Why should you replace HDD with SSD?

My Apple IIe purchased in late 1983 did not come with a hard drive. It shipped with two 5.25″ external floppy drives. Hard drive was a luxury storage device at the time. A 40MB 5.25″ half high IDE hard drive for IBM compatible PC cost around $500, and a 340MB washing machine size Control Data hard drive for GEAC system 9000 cost around $15,000 in 1988. When Microsoft released Window 3, it required 80MB of hard drive storage. Hard drive storage capacity started to reach 1GB in early 1990.

Hard drive has been the primary storage for PC and server over the past 30 years. Hard drive storage capacity has increased to the recent 6Terabyte, and the performance has increased, but not a lot due to several technical l issues. After all, hard drive is a mechanical device. That is why system builders turned to SSD for better performance.

Current SSD is based on flash memory ship. As ultrabooks, and 2-in-1 tablets became more capable, the SSD capacities and performance increased, and eventually standardized on the 2.5-inch mobile form factor. This way, you could pop a 2.5-inch hard drive out of your laptop or desktop and replace it easily with an SSD. Other form factors emerged, like the mSATA miniPCIe SSD card, M.2 SSD, but many SSDs are still built into the 2.5-inch form factor. The 2.5-inch SSD capacity currently tops out at 4TB, but will undoubtedly grow as time goes by.

 

Why should you consider SSD over HDD?

  • Speed is where SSDs shine. An SSD-equipped UltraBook or laptop will boot up to the OS within seconds. A laptop with an SSD does not just boots faster, but also launches application (including 3D game and video-editing application) faster, transfer data faster, and has faster overall performance. It means you can get more works done in less time. That is very help for business professional frequently on the road.
  • Durability and reliability of SSDs makes it a perfect storage choice for the increasing mobile device such as tablet, UltraBook, and ultra portable laptop. Users enjoy slimmer and lighter UltraBook.
  • SSDs consume less power and produce less heat than HDD. It means your UltraBook can run longer without having to find an AC outlet for charging. It means your data center needs less cooling, fewer downtime, and fewer real estates are required.
  • Fragmentation is a problem for hard drive.¬†When hard drives start to fill up, even small files can become scattered around the disk platter, which slows down your system overtime. This is not the case for system equip with SSD. SSDs don’t care where the data is stored on its chips, since there’s no physical read/write head. Thus, SSDs does not just win in speed, but disk related problem caused by fragmentation is eliminate.
  • Unlike HDD, SSD produce no noise. SSD can make a big difference for a computer class or training lab with just 30 desktop PC. System cooling fan does not have to work when the system is not hot enough. That mean more quiet learning and work environment.
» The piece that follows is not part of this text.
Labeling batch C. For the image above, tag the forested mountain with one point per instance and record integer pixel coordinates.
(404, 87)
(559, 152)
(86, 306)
System performance for any computing operations that require accessing the storage will be affected by the hard drive, and so replacing HDD with SSD makes sense.

It just does not make sense to buy a fast Core i7-based laptop that is equipped with a regular hard drive, because the hard drive will bottleneck the machine’s performance. Most of the time this gap is very large: according to cnet lab test, a fast Core i 7 processor will have a subscore of 7.9, whereas the fastest hard drive will have a subscore of 5.9 in the Windows Experience Index. The best way to get the most out of a computer is to have its components offer similar levels of performance. This way you know that you don’t overspend on expensive parts just to have them bogged down by other slower ones.

In other words, it’s better to upgrade the HDD of an existing computer to an SSD than getting a new computer that supports the latest Intel CPU. Replacing the computer would likely cost at least $500 more, not to mention the time you have to spend setting up the new computer, moving data over, and so on. It is much easier to clone the hard drive to an SSD for the same system.

In a real-world usage, replacing your current computer’s main hard drive with an SSD will surely make the computer’s overall performance better. The upgrade process is actually very fast, using disk-cloning software such as Acronis Backup, or O&O DiskImage. The current trend is SSD pricing has continued too fall, and performance continued to increased.